Bernardo Mello Franco
O Globo
Gabriel Boric tem 37 anos. É o presidente mais jovem da América do Sul. Quando nasceu, em fevereiro de 1986, Lula já iniciava sua segunda campanha. Nove meses depois, seria eleito o deputado mais votado da Assembleia Constituinte.
A julgar pela experiência de cada um, o brasileiro teria lições a dar ao chileno. Não foi o que ocorreu na cúpula de ontem em Brasília. Diante de uma dúzia de chefes de Estado, Boric desmontou o discurso de Lula sobre a Venezuela. Ao fim do encontro, resumiu a questão em oito palavras: “Não é uma construção narrativa. É uma realidade”.
ACERTOS E ERROS – Lula acertou ao restabelecer relações diplomáticas com Caracas. Em seguida, errou feio ao relativizar o autoritarismo no país vizinho. Nicolás Maduro sufocou a oposição, amordaçou a imprensa e produziu um êxodo de 7 milhões de refugiados. Seus abusos foram documentados pelas Nações Unidas e são investigados no Tribunal Penal Internacional, que apura crimes contra a Humanidade.

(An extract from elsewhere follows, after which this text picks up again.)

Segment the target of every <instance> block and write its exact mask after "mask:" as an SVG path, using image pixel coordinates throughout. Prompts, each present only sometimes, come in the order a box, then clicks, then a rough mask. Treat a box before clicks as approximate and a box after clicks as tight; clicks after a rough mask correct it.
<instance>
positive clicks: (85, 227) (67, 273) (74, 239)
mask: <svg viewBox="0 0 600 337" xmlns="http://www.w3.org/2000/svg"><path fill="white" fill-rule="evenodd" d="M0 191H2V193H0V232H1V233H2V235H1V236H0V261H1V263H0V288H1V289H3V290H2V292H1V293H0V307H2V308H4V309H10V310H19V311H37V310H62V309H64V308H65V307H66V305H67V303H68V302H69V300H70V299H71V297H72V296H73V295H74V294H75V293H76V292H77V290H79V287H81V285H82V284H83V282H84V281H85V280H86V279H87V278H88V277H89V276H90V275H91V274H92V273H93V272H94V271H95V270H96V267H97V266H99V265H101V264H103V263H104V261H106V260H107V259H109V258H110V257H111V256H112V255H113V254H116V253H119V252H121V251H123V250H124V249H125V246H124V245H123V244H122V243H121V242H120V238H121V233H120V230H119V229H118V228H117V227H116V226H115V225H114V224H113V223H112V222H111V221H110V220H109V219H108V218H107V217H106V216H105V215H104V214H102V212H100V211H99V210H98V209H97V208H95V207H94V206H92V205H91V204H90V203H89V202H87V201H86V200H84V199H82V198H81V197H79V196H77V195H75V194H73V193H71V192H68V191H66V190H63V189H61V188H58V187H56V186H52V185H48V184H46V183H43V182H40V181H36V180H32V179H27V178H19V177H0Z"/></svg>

O presidente sabe de tudo isso, mas preferiu apresentar o aliado como vítima de “narrativas”. “O preconceito contra a Venezuela é muito grande”, disse. “Nossos adversários vão ter que pedir desculpas pelo estrago que eleS fizeram na Venezuela”, emendou.

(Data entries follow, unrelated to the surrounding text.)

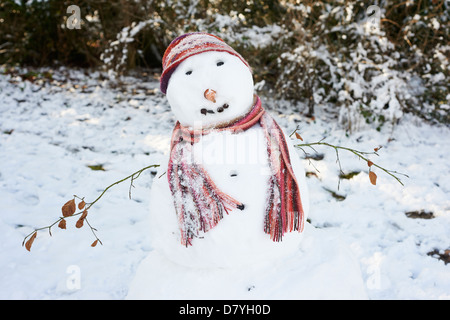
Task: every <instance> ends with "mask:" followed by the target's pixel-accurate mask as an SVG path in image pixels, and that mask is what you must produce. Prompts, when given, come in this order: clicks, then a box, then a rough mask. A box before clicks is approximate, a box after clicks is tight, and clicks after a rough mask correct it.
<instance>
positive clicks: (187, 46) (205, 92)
mask: <svg viewBox="0 0 450 320" xmlns="http://www.w3.org/2000/svg"><path fill="white" fill-rule="evenodd" d="M163 68H164V70H163V74H162V76H161V91H162V92H164V93H166V96H167V100H168V101H169V104H170V106H171V108H172V111H173V113H174V114H175V117H176V118H177V120H178V121H179V122H180V123H181V124H182V125H183V126H185V127H190V128H193V129H202V128H214V127H220V126H223V125H226V124H228V123H231V122H233V121H235V120H238V119H240V118H242V117H243V116H245V115H246V114H247V113H248V112H249V111H250V109H251V108H252V106H253V98H254V97H253V94H254V85H253V77H252V72H251V69H250V67H249V65H248V63H247V62H246V61H245V60H244V59H243V58H242V57H241V56H240V55H239V54H238V53H237V52H236V51H234V49H232V48H231V47H229V46H228V45H227V44H226V43H225V42H223V40H222V39H220V38H217V37H216V36H213V35H210V34H206V33H191V34H187V35H183V36H181V37H178V38H177V39H175V40H174V41H173V42H172V43H171V45H170V46H169V47H168V48H167V50H166V53H165V54H164V58H163Z"/></svg>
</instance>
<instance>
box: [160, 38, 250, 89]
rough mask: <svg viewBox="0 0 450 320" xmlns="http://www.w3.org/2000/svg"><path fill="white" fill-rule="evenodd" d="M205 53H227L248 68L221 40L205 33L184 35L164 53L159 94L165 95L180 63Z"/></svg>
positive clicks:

Boric não foi o único a contestar as declarações de Lula. Os presidentes de Uruguai, Paraguai e Equador também usaram a cúpula para condenar o regime de Maduro. A crítica do chileno chamou mais atenção porque ele é um político de esquerda. Apesar disso, recusou-se a fazer vista grossa aos desmandos na Venezuela.
E LULA INSISTE – Nesta terça-feira Lula teve uma chance de se corrigir, mas insistiu em negar os fatos. Ainda cobrou respeito à “soberania” venezuelana, como se criticar um autocrata fosse equivalente a desacatar o país que ele subjuga.

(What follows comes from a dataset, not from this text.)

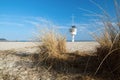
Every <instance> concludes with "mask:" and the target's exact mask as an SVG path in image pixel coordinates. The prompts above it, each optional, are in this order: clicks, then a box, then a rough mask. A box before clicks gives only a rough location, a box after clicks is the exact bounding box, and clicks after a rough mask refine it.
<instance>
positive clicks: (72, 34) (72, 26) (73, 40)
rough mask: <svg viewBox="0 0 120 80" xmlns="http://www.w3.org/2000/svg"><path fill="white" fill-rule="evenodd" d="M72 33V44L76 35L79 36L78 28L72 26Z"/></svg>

O petista alegou que não pode avaliar a situação no país porque não pisa lá há dez anos. Bastava ler o relatório do Alto Comissariado da ONU para os Direitos Humanos, assinado por outra socialista chilena.
No texto, Michelle Bachelet empilha casos de “detenções arbitrárias, maus-tratos e tortura” contra críticos de Maduro.